To load a part of a PyTorch checkpoint, such as only model1 from a checkpoint that contains model1, model2, and model3, you can use PyTorch's load_state_dict method in combination with a filtering strategy to ignore the weights of model2 and model3. Here's a basic guide on how to do this:

Load the Entire Checkpoint: First, load the entire checkpoint file. This is typically done using the torch.load function.
Filter the Weights: Next, you need to filter out the weights for model1 from the loaded checkpoint. This usually involves iterating through the checkpoint dictionary and selecting keys that are related to model1.
Load the Weights into Your Model: Finally, use the load_state_dict method to load the filtered weights into your model. You might need to use the strict=False parameter to allow partial loading.

Here's an example in code:

import torch

# Assuming your model is defined like this
class YourModel(torch.nn.Module):
    # Your model definition here
    pass

# Load the entire checkpoint
checkpoint = torch.load('path_to_your_checkpoint.ckpt')

# Filter out the part you need, e.g., keep only model1's weights
model1_state_dict = {k: v for k, v in checkpoint.items() if k.startswith('model1.')}

# Initialize your model
your_model = YourModel()

# Load the weights
your_model.load_state_dict(model1_state_dict, strict=False)

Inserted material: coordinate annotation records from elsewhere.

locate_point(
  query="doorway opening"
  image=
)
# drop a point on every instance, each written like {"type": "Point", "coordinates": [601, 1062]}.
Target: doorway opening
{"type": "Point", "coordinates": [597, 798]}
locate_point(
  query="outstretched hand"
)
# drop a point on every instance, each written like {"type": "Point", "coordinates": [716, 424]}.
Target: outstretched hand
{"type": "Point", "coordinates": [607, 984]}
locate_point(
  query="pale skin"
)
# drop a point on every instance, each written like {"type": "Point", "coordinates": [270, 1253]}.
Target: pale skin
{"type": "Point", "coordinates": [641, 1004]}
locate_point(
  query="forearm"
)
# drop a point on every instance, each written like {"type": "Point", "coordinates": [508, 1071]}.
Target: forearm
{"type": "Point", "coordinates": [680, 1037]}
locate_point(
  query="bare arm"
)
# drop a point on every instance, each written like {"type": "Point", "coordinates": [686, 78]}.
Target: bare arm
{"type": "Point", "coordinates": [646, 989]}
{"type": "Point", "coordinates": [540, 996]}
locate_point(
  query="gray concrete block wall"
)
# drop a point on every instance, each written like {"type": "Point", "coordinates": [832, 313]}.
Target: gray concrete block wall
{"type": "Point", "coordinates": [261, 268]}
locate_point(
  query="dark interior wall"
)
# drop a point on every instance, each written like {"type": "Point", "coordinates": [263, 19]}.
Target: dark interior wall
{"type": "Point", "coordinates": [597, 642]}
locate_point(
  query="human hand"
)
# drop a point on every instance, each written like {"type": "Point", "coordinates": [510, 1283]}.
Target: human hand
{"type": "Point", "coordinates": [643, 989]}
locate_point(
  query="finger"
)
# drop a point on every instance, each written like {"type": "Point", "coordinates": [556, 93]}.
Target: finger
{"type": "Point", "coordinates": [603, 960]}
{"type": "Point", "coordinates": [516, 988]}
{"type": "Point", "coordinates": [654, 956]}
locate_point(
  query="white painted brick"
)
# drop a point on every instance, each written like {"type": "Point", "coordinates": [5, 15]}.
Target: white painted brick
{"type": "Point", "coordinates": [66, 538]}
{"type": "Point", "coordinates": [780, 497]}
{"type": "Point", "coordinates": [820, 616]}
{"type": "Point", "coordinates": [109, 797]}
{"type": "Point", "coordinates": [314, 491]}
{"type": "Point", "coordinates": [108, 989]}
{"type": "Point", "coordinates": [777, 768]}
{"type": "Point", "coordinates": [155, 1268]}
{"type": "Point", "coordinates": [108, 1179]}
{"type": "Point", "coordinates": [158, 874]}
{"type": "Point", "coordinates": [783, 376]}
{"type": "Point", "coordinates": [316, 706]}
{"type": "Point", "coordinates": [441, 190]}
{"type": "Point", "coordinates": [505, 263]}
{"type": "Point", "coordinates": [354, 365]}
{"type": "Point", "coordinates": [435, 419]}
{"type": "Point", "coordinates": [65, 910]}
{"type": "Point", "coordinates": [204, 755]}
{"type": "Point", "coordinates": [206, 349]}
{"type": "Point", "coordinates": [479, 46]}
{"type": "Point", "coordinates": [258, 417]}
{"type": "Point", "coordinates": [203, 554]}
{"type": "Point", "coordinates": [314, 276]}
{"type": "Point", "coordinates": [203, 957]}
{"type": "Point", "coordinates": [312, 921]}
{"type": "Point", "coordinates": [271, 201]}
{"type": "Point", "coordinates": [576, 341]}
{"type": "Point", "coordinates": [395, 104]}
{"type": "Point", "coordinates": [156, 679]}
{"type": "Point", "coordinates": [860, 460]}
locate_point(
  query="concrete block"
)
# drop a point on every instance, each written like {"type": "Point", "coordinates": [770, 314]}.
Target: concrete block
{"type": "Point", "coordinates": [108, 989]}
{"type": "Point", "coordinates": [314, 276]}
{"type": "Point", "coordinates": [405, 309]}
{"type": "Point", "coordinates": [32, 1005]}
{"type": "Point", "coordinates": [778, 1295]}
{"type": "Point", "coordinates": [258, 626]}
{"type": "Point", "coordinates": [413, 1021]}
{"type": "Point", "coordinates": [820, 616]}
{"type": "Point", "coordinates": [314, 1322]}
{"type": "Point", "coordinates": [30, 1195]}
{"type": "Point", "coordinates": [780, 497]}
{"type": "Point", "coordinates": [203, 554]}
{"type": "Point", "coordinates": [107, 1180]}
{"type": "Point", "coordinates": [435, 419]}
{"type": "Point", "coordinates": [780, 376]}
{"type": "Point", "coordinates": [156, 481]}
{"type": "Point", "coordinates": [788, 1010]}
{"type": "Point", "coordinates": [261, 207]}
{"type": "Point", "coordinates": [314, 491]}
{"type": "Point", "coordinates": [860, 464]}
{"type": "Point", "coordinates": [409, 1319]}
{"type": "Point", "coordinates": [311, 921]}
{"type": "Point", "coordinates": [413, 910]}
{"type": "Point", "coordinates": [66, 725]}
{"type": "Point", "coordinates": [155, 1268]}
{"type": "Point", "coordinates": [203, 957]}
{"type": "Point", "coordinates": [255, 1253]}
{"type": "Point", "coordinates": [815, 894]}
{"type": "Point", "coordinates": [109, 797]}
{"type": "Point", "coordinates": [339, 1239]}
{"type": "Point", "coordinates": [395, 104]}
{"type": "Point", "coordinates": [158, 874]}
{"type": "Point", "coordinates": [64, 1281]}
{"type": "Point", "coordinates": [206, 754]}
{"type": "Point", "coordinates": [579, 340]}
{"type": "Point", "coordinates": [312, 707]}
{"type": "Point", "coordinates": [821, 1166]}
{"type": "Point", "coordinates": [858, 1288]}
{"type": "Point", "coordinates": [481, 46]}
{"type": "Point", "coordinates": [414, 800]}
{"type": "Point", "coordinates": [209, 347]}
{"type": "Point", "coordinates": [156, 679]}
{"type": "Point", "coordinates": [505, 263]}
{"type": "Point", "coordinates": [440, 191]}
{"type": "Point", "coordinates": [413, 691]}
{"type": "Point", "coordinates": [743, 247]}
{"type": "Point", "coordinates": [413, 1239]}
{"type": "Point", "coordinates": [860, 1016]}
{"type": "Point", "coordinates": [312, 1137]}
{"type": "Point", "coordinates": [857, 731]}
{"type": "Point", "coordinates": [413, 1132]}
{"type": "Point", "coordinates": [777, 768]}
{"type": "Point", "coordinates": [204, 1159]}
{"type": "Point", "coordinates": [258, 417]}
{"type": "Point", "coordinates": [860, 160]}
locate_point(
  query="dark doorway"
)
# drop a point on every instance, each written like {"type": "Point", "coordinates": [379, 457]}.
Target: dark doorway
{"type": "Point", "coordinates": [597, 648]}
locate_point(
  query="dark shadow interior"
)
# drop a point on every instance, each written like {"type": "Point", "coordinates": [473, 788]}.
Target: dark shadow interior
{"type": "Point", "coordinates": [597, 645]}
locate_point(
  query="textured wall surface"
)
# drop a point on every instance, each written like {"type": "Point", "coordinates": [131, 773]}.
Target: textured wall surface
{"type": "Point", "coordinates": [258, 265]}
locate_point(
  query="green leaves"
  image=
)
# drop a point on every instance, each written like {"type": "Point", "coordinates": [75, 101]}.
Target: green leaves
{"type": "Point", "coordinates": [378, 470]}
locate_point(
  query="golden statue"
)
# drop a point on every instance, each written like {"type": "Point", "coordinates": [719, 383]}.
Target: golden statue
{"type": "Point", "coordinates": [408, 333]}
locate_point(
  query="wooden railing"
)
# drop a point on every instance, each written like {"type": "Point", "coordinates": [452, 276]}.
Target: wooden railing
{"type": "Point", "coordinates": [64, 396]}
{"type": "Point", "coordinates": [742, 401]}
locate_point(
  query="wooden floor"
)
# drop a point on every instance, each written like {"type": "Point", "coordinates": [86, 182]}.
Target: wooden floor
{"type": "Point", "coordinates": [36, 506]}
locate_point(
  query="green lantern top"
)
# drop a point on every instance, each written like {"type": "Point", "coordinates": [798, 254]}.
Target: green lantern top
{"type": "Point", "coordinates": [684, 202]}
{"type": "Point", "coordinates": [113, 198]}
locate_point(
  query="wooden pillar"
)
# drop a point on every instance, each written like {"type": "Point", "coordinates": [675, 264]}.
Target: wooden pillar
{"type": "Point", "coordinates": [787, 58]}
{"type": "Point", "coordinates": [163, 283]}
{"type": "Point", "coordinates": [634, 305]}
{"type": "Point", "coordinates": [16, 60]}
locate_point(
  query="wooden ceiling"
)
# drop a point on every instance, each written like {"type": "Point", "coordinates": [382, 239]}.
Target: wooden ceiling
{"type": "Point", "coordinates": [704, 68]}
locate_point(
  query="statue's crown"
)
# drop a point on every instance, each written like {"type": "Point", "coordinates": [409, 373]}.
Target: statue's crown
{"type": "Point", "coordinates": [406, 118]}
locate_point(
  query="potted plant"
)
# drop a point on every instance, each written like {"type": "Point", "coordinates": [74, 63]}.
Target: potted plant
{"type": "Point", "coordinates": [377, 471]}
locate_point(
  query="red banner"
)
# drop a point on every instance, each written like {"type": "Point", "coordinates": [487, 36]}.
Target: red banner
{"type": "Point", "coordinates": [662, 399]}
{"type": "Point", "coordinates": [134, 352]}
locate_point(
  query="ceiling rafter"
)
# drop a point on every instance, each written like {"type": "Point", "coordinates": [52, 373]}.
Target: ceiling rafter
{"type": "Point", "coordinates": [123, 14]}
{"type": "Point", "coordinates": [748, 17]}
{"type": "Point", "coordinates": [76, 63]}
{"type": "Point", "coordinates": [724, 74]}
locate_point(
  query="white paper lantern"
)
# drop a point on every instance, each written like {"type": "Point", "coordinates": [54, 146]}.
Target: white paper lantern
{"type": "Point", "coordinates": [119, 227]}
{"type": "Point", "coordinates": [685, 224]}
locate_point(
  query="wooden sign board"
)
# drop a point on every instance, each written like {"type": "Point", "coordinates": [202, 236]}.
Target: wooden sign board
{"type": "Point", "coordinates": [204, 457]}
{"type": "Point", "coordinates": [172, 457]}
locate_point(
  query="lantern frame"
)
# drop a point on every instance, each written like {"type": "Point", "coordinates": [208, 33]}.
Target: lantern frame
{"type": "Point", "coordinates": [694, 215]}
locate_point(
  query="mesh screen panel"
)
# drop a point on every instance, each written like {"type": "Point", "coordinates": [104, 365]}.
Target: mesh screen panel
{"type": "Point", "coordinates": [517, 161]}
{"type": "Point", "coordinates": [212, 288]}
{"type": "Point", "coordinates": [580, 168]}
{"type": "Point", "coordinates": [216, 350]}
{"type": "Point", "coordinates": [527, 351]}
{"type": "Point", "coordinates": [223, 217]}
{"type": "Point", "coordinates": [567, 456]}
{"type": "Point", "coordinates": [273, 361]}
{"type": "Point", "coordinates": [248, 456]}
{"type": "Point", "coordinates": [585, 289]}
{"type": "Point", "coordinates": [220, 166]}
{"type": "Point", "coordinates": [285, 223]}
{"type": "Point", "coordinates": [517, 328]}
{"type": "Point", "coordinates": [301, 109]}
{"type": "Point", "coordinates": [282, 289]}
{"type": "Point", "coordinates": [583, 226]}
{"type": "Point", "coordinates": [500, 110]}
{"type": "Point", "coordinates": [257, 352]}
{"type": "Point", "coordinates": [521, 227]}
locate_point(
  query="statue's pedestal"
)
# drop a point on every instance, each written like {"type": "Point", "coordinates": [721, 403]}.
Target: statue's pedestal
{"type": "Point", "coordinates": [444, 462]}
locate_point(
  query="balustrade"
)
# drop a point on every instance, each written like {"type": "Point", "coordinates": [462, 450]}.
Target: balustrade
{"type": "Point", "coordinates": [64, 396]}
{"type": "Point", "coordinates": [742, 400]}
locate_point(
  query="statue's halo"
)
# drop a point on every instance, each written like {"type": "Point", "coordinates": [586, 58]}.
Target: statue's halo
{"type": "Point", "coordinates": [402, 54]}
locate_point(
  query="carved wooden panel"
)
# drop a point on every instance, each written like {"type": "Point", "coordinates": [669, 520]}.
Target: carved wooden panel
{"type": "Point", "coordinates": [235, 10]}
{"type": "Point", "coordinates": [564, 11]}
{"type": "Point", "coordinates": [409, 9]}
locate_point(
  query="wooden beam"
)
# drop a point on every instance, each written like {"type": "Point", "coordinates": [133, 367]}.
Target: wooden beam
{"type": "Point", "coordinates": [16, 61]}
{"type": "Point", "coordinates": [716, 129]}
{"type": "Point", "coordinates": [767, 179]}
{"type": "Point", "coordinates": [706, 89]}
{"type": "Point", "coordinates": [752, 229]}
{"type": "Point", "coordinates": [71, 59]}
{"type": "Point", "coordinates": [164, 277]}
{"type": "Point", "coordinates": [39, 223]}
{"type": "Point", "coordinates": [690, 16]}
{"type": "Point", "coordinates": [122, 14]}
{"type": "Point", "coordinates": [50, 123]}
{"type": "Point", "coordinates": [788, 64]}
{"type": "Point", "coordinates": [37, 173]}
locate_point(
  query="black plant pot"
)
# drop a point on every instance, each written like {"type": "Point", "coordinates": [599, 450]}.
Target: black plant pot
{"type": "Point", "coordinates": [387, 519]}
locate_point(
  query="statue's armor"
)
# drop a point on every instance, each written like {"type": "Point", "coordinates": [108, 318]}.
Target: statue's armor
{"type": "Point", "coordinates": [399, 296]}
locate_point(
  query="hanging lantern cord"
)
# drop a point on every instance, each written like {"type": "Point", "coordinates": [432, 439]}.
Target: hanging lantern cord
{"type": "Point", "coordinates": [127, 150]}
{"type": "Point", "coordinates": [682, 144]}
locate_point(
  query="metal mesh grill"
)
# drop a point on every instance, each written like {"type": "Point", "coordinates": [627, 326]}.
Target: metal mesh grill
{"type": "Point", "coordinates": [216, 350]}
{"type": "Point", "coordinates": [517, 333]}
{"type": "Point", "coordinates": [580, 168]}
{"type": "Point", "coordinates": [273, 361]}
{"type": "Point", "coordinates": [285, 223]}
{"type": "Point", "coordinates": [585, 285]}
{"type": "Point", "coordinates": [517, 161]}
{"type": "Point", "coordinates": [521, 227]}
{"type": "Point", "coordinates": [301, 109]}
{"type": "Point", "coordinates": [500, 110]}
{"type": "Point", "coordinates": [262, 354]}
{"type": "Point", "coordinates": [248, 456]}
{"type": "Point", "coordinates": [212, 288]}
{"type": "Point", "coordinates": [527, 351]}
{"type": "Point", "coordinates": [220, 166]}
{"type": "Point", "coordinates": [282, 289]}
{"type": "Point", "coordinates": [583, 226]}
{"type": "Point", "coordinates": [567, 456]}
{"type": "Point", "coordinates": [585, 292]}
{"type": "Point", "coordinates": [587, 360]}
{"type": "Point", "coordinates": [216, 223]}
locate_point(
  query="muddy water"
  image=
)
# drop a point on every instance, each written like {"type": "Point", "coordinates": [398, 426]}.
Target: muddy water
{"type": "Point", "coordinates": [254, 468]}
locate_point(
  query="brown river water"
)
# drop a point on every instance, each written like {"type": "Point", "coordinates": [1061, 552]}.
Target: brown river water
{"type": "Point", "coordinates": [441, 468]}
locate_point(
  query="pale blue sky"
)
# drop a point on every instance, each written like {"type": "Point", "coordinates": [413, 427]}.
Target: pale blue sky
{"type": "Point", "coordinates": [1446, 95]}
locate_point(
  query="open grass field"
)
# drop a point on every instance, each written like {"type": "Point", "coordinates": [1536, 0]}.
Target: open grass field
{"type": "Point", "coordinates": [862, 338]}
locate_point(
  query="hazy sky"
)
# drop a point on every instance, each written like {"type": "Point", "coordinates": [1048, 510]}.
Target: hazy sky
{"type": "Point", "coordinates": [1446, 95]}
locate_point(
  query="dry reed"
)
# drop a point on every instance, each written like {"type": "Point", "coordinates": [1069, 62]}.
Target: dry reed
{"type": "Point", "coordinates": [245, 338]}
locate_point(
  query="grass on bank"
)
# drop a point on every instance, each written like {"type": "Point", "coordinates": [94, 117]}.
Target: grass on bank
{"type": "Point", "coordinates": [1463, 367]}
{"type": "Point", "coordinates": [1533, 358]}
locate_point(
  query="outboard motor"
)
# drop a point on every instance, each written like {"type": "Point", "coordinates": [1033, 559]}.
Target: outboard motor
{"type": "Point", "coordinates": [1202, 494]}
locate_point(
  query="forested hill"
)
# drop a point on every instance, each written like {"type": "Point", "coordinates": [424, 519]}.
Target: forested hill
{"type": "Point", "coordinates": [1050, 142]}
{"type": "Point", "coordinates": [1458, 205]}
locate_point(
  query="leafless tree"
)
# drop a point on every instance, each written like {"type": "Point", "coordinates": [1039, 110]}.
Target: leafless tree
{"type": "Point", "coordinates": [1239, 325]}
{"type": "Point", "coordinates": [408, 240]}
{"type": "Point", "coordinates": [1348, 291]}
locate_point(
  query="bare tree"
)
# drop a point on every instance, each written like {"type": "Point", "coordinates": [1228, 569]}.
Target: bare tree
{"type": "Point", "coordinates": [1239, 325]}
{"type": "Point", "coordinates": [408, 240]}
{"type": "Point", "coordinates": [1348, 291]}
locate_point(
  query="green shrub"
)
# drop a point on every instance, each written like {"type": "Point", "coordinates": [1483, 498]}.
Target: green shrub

In this example, your_model is your own model definition, and we assume it contains only the parts needed for model1. The load_state_dict(model1_state_dict, strict=False) allows you to load only the weights present in model1_state_dict, ignoring other parts of the model that are not present. This way, the weights of model2 and model3 are effectively ignored.

Welcome to share your code or create a PR if you can solve this. If you still have problems, I will probably be available for help after 25/11.

Answer 2 · 2023-11-21T03:49:33.000Z

Thanks a lot. load_state_dict(model1_state_dict, strict=False) replacing load_state_dict(model1_state_dict) in the code is helpful.